High doses of psilocybin, the active ingredient in magic mushrooms, appear to have a similar effect on depressive symptoms as escitalopram, a selective serotonin reuptake inhibitor (SSRI), suggests a systematic review and meta-analysis published in The BMJ Today.
The results show that patients treated with high-dose psilocybin showed better responses than those treated with placebo in antidepressant trials, although the effect size was small.
The researchers point out that flaws in study design may have overestimated the effectiveness of psychedelics, but say high-dose psilocybin “appears to have the potential to treat depressive symptoms.”
Psychedelic treatments have shown promise in reducing depressive symptoms. However, to date, only one randomized controlled trial has directly compared a psychedelic drug (psilocybin) to an antidepressant (escitalopram) in patients with major depressive disorder.

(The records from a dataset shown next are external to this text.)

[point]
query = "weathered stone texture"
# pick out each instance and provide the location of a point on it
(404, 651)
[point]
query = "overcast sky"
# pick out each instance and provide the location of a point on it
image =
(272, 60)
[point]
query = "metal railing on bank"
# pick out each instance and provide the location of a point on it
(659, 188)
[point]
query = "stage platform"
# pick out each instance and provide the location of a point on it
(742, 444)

Additionally, the subjective effects of psychedelics can compromise blinding, leading to overestimation of treatment effects relative to placebo. Psychedelic treatment is also typically administered with psychological support, making it difficult to isolate the direct effects of psychedelics.
To try to answer these questions, the researchers searched scientific databases to identify randomized controlled trials published up to October 12, 2023, that evaluated the effects of psychedelics or escitalopram in adults with acute depressive symptoms.
To be eligible, psychedelic treatments (including MDMA, LSD, psilocybin, or ayahuasca) had to be administered orally without the use of additional antidepressants, while escitalopram trials had to compare at least two different oral doses (maximum 20 mg/day) with placebo. Trials directly comparing psychedelic therapy to escitalopram were also included.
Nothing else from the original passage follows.